4. Church History Has Always Been Messy.

You’ll sometimes hear it said that the Christian church was essentially united until the Great Schism of 1054 CE/AD or the Protestant Reformation in the 1500s, but the story of church history has always been messier and more complicated than that. Even as Christians struggled to survive in the face of Roman persecution or Persian and later Islamic conquests, Christians were consumed with internecine conflicts over doctrinal issues, questions of ecclesiastical authority, and personal rivalries between church leaders—not unlike today.

Dig into the Christological controversies of the fourth and fifth centuries and you’ll discover schisms you never heard of before. You’ll see that groups pronounced heretical typically continued to maintain their orthodoxy and fight for acceptance long after the issue was “settled” by an ecumenical council. You’ll also see that groups which felt under-represented at those councils often disputed their “ecumenical” status. Once Christianity became the official religion of various empires and states, political conflicts often spilled over into the church. Conversely, ecclesiastical disputes often led to popular riots and political coups.

By the way, this is not unique to Christian history. Islamic history is likewise complicated, with civil wars between rival caliphates, conflicts among rival sects, and sometimes shifting alliances with non-Muslim groups. Jewish history likewise has its rival sects and internal disputes, even during the diaspora when Jews struggled to determine whether they had a better chance of survival with Muslim or Christian rulers.

It is not unusual to hear people complain that “We have never been more divided than we are today.” Explore the Expanded Timeline, and you’ll likely be relieved that we haven’t yet descended into civil war or started maiming and crucifying one another!

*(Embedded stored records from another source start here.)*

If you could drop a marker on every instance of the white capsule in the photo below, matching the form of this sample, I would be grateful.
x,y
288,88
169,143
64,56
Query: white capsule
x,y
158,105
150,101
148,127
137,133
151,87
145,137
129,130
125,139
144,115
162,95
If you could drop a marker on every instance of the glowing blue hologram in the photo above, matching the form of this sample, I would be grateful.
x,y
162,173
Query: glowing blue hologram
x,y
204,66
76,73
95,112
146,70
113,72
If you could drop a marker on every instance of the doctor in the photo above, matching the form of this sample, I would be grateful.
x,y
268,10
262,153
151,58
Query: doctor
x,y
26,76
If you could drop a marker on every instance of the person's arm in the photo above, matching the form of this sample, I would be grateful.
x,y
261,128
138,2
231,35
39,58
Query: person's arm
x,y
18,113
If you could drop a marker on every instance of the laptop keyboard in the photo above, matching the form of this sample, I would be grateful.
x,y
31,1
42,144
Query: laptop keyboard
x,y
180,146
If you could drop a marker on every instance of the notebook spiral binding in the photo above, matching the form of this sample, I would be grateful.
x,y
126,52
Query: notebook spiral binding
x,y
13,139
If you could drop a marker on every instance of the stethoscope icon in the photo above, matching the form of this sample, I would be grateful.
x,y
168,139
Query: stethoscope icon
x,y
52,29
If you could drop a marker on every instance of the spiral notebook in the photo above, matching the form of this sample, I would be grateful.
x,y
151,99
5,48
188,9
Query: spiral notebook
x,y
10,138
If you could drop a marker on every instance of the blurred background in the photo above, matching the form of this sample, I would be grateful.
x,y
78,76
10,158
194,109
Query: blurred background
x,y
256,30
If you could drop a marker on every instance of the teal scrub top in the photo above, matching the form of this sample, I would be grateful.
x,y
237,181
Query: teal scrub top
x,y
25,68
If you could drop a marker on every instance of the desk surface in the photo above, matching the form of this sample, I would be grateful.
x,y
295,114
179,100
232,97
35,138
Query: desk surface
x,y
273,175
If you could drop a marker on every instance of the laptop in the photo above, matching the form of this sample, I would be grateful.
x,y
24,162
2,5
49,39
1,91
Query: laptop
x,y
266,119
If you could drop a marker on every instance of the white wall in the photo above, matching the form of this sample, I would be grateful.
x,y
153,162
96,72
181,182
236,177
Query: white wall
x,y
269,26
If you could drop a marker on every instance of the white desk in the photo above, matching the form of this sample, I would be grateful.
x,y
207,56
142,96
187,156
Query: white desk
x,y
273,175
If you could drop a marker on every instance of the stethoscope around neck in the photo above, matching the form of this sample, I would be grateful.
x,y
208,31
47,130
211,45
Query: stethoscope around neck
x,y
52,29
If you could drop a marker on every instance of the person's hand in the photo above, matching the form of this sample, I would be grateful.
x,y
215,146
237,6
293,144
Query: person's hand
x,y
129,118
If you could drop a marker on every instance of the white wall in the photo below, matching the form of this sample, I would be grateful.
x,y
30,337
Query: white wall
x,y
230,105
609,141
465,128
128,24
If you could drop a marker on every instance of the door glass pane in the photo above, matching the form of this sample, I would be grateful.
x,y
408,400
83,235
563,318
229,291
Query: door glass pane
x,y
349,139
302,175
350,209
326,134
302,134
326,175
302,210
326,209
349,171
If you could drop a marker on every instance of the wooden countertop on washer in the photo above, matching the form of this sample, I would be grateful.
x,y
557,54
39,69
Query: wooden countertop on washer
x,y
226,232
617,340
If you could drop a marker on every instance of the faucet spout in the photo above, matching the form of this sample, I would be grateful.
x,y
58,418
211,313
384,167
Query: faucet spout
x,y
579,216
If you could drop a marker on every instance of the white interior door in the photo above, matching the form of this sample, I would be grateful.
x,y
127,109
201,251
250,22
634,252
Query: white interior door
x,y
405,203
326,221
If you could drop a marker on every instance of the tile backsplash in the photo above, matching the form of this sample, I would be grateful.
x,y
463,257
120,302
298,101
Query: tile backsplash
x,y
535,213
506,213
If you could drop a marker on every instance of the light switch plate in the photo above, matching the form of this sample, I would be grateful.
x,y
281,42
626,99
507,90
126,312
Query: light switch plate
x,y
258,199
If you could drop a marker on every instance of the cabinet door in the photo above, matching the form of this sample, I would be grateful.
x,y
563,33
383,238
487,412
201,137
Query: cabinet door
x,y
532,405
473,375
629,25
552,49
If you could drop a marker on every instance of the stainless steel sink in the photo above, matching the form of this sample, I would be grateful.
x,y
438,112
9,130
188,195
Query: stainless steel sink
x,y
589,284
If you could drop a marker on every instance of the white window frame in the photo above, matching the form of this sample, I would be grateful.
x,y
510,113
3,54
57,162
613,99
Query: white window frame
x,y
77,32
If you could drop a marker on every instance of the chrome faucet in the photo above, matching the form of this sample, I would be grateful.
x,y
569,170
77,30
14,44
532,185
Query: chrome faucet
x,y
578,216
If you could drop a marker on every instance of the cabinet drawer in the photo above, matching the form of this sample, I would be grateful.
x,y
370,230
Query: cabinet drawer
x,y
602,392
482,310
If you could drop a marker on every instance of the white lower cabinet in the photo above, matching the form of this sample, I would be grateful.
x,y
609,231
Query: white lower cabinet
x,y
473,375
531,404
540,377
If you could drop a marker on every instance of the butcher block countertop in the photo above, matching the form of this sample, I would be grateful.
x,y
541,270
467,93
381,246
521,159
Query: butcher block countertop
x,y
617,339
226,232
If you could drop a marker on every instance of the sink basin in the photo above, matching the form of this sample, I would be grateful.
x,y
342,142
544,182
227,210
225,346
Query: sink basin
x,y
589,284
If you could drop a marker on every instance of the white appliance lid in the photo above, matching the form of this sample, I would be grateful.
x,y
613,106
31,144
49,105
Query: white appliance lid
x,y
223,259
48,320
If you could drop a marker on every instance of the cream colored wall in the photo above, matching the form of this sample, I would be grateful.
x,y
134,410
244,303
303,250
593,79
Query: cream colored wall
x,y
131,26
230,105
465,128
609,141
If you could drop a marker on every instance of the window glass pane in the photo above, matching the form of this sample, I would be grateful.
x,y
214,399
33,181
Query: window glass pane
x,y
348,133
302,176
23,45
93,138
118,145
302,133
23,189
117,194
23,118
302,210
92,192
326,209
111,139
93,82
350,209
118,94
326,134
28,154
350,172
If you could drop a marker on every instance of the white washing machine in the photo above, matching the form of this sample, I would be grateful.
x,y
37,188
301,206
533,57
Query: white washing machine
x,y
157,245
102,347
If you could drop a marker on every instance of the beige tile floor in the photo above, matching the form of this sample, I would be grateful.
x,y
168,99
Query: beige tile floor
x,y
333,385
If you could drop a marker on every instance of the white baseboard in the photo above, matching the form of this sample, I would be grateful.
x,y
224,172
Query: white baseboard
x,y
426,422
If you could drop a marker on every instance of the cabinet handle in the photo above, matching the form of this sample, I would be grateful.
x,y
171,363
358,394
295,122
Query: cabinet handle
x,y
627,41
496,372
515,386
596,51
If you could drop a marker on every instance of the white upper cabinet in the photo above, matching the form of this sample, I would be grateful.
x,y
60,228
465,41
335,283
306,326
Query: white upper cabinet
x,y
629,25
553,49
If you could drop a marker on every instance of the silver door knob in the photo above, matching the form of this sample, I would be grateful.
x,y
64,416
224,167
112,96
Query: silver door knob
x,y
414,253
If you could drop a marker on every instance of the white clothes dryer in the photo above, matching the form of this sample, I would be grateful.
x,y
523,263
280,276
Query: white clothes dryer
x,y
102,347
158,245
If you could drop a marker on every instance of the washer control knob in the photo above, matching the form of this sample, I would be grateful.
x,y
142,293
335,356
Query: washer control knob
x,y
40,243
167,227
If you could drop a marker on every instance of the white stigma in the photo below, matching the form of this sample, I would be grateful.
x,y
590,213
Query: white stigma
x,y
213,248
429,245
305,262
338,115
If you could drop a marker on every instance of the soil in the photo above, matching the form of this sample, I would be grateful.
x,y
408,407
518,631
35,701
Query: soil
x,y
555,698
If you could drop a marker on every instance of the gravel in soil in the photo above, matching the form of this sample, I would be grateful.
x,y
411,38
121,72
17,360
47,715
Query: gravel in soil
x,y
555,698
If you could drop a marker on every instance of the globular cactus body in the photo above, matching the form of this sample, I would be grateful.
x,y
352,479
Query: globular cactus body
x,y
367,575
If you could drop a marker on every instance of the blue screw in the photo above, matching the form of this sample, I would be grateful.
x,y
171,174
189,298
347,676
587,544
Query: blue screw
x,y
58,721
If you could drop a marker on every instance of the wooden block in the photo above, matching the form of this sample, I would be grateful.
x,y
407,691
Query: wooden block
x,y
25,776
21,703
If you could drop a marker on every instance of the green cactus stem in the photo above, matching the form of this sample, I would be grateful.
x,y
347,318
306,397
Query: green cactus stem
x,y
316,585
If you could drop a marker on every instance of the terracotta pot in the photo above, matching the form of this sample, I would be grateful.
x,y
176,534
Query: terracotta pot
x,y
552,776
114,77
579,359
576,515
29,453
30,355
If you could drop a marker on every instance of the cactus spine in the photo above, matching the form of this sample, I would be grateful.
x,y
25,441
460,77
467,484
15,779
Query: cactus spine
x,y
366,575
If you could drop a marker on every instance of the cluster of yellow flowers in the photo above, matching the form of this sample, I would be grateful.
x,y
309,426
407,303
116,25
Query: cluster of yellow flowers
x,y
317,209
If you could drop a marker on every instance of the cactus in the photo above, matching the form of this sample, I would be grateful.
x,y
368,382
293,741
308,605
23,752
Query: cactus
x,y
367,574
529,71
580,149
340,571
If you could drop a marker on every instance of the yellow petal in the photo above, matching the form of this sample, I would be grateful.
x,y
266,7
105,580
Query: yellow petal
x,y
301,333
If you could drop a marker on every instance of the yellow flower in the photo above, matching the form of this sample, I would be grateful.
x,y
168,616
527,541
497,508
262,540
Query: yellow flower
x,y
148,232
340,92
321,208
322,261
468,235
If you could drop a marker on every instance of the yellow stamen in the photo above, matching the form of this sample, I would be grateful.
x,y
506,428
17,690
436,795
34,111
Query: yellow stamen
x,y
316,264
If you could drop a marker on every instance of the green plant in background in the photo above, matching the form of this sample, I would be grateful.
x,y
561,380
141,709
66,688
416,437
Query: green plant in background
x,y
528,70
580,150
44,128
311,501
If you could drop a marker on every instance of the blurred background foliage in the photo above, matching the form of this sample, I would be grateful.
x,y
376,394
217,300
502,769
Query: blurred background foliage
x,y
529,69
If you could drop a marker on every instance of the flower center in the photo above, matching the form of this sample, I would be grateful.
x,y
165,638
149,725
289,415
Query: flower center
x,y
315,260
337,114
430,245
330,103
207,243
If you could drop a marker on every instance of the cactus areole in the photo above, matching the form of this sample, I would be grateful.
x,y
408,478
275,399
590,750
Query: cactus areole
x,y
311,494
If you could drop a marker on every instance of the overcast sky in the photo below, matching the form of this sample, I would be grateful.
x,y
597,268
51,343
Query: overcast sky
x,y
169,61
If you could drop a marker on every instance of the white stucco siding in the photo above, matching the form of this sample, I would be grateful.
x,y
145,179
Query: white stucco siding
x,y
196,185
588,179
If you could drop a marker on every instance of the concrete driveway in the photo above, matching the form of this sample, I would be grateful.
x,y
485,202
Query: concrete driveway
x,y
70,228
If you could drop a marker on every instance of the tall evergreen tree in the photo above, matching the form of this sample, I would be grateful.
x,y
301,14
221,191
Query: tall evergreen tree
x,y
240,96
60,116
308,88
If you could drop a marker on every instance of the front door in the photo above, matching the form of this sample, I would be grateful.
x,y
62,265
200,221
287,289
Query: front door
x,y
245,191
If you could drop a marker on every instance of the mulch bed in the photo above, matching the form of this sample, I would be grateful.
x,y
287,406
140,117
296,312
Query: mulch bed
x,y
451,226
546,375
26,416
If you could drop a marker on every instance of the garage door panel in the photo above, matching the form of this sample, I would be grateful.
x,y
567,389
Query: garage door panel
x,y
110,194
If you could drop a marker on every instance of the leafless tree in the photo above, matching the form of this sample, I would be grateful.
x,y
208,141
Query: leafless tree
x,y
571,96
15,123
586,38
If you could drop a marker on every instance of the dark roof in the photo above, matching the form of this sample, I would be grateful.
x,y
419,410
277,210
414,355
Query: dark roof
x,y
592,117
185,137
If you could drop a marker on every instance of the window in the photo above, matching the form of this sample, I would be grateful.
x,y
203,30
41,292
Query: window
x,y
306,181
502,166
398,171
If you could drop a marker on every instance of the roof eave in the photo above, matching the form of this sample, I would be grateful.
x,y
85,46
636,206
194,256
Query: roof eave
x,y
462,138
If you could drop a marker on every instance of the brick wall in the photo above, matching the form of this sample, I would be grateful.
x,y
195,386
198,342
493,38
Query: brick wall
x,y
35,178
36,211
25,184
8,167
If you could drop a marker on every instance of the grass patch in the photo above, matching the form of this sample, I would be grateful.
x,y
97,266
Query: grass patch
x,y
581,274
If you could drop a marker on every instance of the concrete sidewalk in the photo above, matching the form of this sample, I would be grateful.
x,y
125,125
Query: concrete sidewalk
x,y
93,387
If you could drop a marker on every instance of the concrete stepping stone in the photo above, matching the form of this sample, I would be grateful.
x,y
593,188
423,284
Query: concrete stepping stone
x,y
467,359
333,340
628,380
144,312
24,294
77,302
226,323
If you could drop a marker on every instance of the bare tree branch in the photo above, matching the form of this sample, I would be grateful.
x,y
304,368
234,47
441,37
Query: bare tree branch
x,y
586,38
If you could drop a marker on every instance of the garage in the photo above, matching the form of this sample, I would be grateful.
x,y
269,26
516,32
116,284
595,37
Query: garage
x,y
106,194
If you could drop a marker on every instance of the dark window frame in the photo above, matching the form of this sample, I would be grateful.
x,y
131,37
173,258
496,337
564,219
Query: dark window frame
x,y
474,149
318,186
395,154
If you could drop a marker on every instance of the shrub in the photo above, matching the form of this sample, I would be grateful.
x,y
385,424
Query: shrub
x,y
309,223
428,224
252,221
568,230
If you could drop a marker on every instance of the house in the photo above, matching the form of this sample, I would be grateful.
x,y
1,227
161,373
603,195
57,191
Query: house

5. The Arguments are Never Really About What They Seem to be About.

When you get married, you learn pretty quickly that marital conflicts are usually about deeper issues than the actual point of conflict, which can be laughably trivial. The same is true of the religious conflicts which lead to schisms, the founding of new churches, and sometimes bitter violence. When we look at the actual point of conflict from the outside, it may seem strange to us: does Christ have one or two natures? What about one or two “energies” or “wills”? Are icons a legitimate element of Christian worship or are they idolatrous? Is Christ physically present in the Lord’s Supper or is it merely symbolic? At various points in history, Christians argued these points and clung to their positions with a vehemence that the most ardent sectarian of today would find extreme. That passion was usually driven by a concern for deeper issues than the actual subject of debate. They believed they were defending the goodness of God, or Christ’s divinity, or his humanity, or the centrality of the gospel, or the authority of Scripture, or centuries of Christian tradition. They also feared that those on the opposite side of the debate were compromising or betraying those central aspects of their faith.

Understanding this dynamic ought to help us grasp the passion with which today’s combatants argue their sides of today’s debates. The actual point of disagreement may seem trivial, but we should look for the deeper issues each side believes to be at stake.


For me, the great value of studying history is the clearer perspective it gives me on the world in which we now live.

It helps me realize how interconnected our world really is, and makes me less provincial in my thinking.

It helps me listen more attentively to those whose perspectives seem nonsensical to me and whose vehemence strikes me as excessive.

It helps me realize that though our world sometimes seems to have gone mad, it has always been a “mad, mad, mad, mad world.” In fact, there were many periods in history which make today’s madness seem mild by comparison.

Finally, studying history helps shatter my naïve assumptions about history’s “good guys” and “bad guys” and my illusory dreams of the “good ole’ days.” To quote Billy Joel, whose history of the Cold War era appears as an Easter egg on the Expanded Timeline: “the good ole’ days weren’t always good, and tomorrow ain’t as bad as it seems.”

That’s an important reminder to us all.